Pourquoi Constantin Brancusi a-t-il révolutionné la sculpture moderne ? C’est la question centrale de l’exposition événement du Centre Pompidou à Paris. En réunissant plus de 120 sculptures majeures, cette rétrospective exceptionnelle met en lumière le génie novateur d’un artiste qui a su épurer les formes pour capter l’essence du réel. Du 27 mars au 1er juillet 2024.
Une rétrospective historique au Centre Pompidou
Le Centre Pompidou dédie une rétrospective magistrale à Constantin Brancusi. La dernière exposition d’une telle ampleur remontait à 1995. Pour cette occasion unique, la commissaire Ariane Coulondre a imaginé un parcours fluide et épuré. Les visiteurs découvrent ainsi une scénographie en courbes élégantes au sixième étage du monument. De plus, l’institution s’appuie sur ses propres fonds d’une richesse inégalée. Elle complète ce parcours grâce à des prêts prestigieux issus des plus grands musées internationaux, comme le MoMA de New York.
Le génie novateur de Brancusi : de la figuration à l’essence absolue
Qu’est-ce qui caractérise le style de Brancusi ? Le style de Constantin Brancusi se définit par la recherche absolue de la pureté. Contrairement à ses contemporains, le sculpteur roumain refuse de copier la nature. Il préfère sculpter l’essence invisible des choses à travers des formes géométriques radicales et des séries thématiques. Au début de sa carrière, le jeune artiste arrive à Paris en 1905. Il intègre rapidement l’atelier du célèbre Auguste Rodin. Cependant, Brancusi choisit de partir après seulement un mois. Selon sa formule célèbre, rien ne pousse à l’ombre des grands arbres. Dès lors, son travail prend un virage radical vers une abstraction philosophique. Par conséquent, son œuvre rompt définitivement avec le classicisme. Par exemple, sa série des Torse de jeune homme résume le corps à trois cylindres parfaits. Plus tard, sa célèbre et audacieuse Princesse X suscite le scandale au Salon des Indépendants en 1920. À travers ces créations, le créateur prouve son audace stylistique unique.
L’art de la série et la métamorphose des formes
Par ailleurs, le génie novateur de Brancusi s’exprime pleinement à travers sa méthode de travail. L’artiste fonctionne principalement par séries. Ainsi, il sélectionne une forme simple, puis il la décline durant plusieurs décennies. Il utilise pour cela différents matériaux comme le marbre, le bronze poli ou le bois. D’abord, le visage en trois dimensions nommé Le Sommeil devient La Muse endormie. Ensuite, la Tête d’enfant se métamorphose progressivement en un Nouveau-Né parfaitement ovoïde. Enfin, les visages de ses proches, comme Nancy Cunard, deviennent des formes épurées et interchangeables. Ce processus créatif montre une quête spirituelle intense. L’artiste cherche constamment à atteindre la forme la plus pure possible.
Capturer le mouvement : l’oiseau et le coq
De la même manière, le sculpteur consacre plus de trente ans à sa série emblématique L’Oiseau dans l’espace. L’exposition parisienne frappe les esprits en réunissant une dizaine de ces variantes sur un grand podium face à la ville. Au départ, ses Maïastras conservent des traits réalistes. Pourtant, Brancusi affine la silhouette jusqu’à obtenir une ligne verticale tendue vers le ciel. Cette œuvre magistrale incarne magnifiquement l’élan du vol et l’ascension spirituelle.

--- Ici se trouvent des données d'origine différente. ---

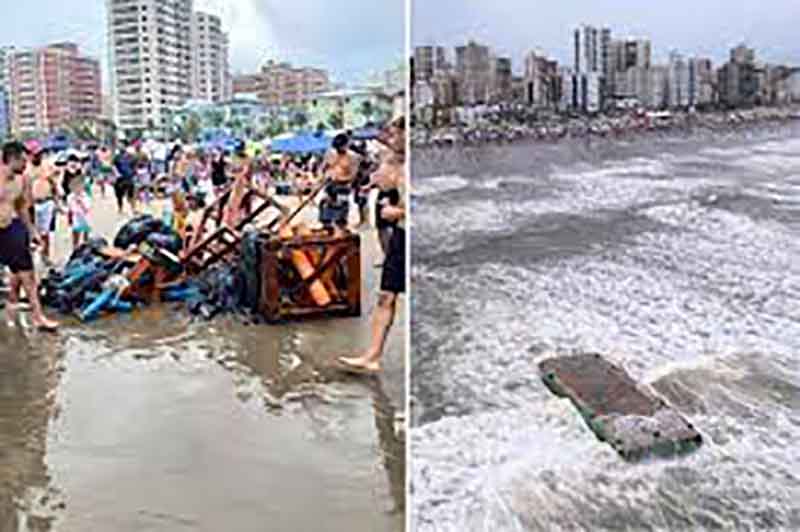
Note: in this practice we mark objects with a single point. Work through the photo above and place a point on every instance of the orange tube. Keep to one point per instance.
(306, 269)
(317, 289)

Enfin, la figure du Coq illustre parfaitement cette recherche du mouvement. Grâce à une découpe géométrique en dents de scie, le génie novateur évoque la crête et le chant de l’animal. Qu’il s’agisse de versions en bois de cerisier ou en bronze éclatant, Brancusi réinvente notre perception du vivant.
L’atelier de l’impasse Ronsin : le cœur de l’œuvre
Le parcours gravite autour d’un lieu mythique : l’atelier de l’impasse Ronsin dans le 15e arrondissement de Paris. Brancusi a occupé cet espace parisien de 1916 à 1957. Avant sa mort, le sculpteur a légué tout son contenu à l’État français. En raison des futurs travaux de rénovation du Centre Pompidou, cet atelier a été temporairement vidé. Les œuvres sont donc réparties de façon chronologique dans l’exposition. Ce choix unique permet de comprendre comment l’artiste pensait l’espace. Ne manquez pas cet événement magistral avant la fermeture du musée pour travaux.